On the corner of Theresienstraße and Türkenstraße in Munich, the first Munich multi-storey apartment house was built in the 1950s by architect and designer Sep Ruf. The design was completely different from the usual standards: the narrow, 7-storey building still impresses with its openness to the outside and its brightness. As a homage to Sep Ruf’s building, the architects Sauerbruch & Hutton planned their Museum Brandhorst opposite in such a way that you can see the Ruf building mirrored in the entrance area.
The apartment inside the Sep Ruf building encompasses around 115 m² including two balconies. The balconies offer a perfect view of the artistic quarter in the Maxvorstadt district of Munich. The idea behind the renovation was a re-interpretation of the 1950s apartment. Furniture from the 50s, such as chairs and side tables, in combination with modern design, break up the style of the apartment and have an atmospheric effect. The highlight of the apartment is the colour keyboard from Le Corbusiers: In 1959 Le Corbusier expanded the Polychromie Architecturale with 20 more intense colours and an additional colour keyboard. The colours of the walls and the light switches and sockets pick up the colour concept of Le Corbusiers and lend harmony to the apartment.

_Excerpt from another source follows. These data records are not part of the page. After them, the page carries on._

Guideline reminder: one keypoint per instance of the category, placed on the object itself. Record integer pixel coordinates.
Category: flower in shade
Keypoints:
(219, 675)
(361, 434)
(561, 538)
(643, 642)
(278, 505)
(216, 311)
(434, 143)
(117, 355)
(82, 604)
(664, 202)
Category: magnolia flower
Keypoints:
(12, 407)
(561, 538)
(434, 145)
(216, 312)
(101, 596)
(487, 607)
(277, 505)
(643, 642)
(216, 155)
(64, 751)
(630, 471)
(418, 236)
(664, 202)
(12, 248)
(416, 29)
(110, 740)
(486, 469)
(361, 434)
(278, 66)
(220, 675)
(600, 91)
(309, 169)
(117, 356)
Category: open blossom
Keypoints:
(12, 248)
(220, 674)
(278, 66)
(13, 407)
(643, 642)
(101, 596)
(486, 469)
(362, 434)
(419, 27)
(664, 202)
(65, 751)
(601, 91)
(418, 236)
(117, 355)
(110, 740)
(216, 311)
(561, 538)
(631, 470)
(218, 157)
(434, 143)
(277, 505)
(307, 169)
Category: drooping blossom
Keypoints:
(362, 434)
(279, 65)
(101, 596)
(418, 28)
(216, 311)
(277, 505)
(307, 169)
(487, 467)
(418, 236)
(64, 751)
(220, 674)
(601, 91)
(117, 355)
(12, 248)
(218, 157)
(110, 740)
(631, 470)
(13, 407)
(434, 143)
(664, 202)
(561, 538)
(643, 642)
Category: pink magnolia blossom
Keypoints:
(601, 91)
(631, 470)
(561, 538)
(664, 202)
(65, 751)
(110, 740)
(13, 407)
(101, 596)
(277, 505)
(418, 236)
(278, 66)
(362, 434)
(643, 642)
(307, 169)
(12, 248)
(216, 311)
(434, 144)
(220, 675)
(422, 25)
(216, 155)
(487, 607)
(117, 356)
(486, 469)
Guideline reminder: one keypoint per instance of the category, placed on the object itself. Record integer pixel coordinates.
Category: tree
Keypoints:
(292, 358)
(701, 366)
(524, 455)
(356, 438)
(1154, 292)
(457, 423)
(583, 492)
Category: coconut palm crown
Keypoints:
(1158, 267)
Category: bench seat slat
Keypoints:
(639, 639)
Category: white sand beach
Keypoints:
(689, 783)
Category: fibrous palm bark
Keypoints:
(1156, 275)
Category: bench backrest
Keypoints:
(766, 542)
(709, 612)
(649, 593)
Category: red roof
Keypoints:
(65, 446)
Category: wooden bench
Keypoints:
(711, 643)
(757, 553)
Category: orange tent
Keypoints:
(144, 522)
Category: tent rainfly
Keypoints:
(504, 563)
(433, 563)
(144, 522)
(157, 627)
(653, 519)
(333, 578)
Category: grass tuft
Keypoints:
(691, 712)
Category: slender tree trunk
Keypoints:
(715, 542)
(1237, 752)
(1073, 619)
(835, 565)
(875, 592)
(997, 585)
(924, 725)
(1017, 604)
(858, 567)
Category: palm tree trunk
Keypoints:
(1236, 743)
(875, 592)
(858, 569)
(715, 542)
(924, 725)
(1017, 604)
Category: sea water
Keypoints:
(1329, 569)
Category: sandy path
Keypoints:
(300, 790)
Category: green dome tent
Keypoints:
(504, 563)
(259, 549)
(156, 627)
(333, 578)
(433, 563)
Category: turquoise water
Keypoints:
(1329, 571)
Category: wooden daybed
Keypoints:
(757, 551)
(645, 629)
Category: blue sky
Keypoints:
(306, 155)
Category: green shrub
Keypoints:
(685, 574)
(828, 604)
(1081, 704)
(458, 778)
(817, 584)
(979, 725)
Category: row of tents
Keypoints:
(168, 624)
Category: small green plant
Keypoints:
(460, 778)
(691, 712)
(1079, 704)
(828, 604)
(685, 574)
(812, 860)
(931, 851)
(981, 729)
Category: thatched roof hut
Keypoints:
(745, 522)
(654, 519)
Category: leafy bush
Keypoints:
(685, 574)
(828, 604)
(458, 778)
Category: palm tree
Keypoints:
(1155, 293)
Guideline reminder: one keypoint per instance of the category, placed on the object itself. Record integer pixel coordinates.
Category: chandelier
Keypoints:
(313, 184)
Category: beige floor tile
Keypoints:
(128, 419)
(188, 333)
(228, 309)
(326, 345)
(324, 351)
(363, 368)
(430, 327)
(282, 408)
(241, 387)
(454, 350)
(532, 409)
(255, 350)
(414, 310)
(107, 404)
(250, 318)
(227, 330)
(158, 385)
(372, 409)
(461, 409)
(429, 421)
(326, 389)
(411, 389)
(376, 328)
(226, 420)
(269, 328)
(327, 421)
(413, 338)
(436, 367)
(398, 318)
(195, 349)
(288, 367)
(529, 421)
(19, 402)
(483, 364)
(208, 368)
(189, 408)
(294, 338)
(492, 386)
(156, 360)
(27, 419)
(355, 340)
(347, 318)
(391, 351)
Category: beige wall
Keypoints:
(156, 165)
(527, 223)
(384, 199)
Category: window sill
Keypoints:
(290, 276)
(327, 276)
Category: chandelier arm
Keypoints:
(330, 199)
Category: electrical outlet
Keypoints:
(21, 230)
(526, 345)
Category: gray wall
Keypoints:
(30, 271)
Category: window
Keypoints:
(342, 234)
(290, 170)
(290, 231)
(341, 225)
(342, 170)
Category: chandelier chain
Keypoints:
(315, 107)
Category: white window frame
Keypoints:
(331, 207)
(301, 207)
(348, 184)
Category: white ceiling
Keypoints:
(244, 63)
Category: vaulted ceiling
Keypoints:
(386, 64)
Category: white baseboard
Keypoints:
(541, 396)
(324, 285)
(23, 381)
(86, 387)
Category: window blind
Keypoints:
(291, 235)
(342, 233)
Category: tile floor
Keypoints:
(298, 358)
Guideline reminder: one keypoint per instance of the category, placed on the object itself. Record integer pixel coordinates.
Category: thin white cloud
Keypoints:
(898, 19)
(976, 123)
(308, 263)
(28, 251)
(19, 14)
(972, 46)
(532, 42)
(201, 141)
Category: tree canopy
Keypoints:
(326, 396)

The following colours were used: 32111 l’ocre rouge moyen – a terracotta tone, 32041 vert anglais clair – a slightly grey green, 4320B blanc ivoire – ivory white, 32010 gris foncé 31 – iron grey and 32034 céruléen pâle – a subtle blue-grey tone. The "polychromie architecturale" is based on the artistic selection of pigments and the repetition of a few primary colours. All 63 colours are natural colours and as such are consistently harmonious. Every colour can be harmoniously combined with any other colour in the system.